Sowohl die bereichsübergreifenden als auch die thematischen Abschnitte gelten branchenunabhängig.
Standards für nicht-börsennotierte KMUs: ESRS VSME ED
Der
ESRS VSME kann künftig freiwillig von nicht börsennotierten Kleinst-, Klein- und mittleren Unternehmen angewendet werden. Ziel ist es, Unternehmen unter anderem dabei zu unterstützen, ihr Nachhaltigkeitsmanagement zu verbessern. Zudem soll dadurch die Beantwortung von Anfragen nach Nachhaltigkeitsinformationen, die KMUs von Geschäftspartnern erhalten, erleichtert werden.
Der Standard setzt sich aus den folgenden drei Modulen zusammen:
- Basis Modul
- Narrative-Strategien, Maßnahmen und Ziele Modul
- Geschäftspartner Modul
Nicht-börsennotierten KMUs stehen verschiedene Optionen für die Erstellung eines Nachhaltigkeitsberichts zur Verfügung, indem sie eines oder mehrere der genannten Module auswählen.
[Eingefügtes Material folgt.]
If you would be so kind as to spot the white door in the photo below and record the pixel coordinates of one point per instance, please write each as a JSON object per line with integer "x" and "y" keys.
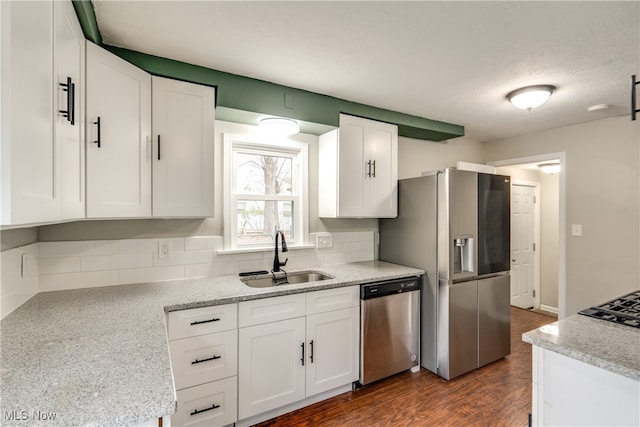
{"x": 69, "y": 68}
{"x": 383, "y": 153}
{"x": 522, "y": 245}
{"x": 333, "y": 347}
{"x": 30, "y": 174}
{"x": 271, "y": 371}
{"x": 183, "y": 120}
{"x": 119, "y": 117}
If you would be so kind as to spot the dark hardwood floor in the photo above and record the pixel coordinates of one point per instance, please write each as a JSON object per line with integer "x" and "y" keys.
{"x": 496, "y": 395}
Das Basis Modul stellt den Zielansatz für Kleinstunternehmen dar und bildet die Mindestanforderungen für andere Unternehmen. Das Modul zu narrativen Strategien, Maßnahmen und Zielen wird Unternehmen empfohlen, die diese bereits formalisiert und umgesetzt haben. Das Modul zu Geschäftspartnern legt Datenpunkte fest, die voraussichtlich in den Datenanforderungen von Kreditgebern, Investoren und Firmenkunden des Unternehmens enthalten sind. Für die Bearbeitung der Module ist eine
Wesentlichkeitsanalyse erforderlich, mit Ausnahme des Basismoduls.
Ausblick
Nachdem die Periode der öffentlichen Konsultation der Entwürfe endet, können diese nachträglich noch verändert werden. Bis zum 30. Juni 2024 werden die Standards für KMUs als finale Version in Form eines delegierten Rechtsakt von der Kommission erlassen.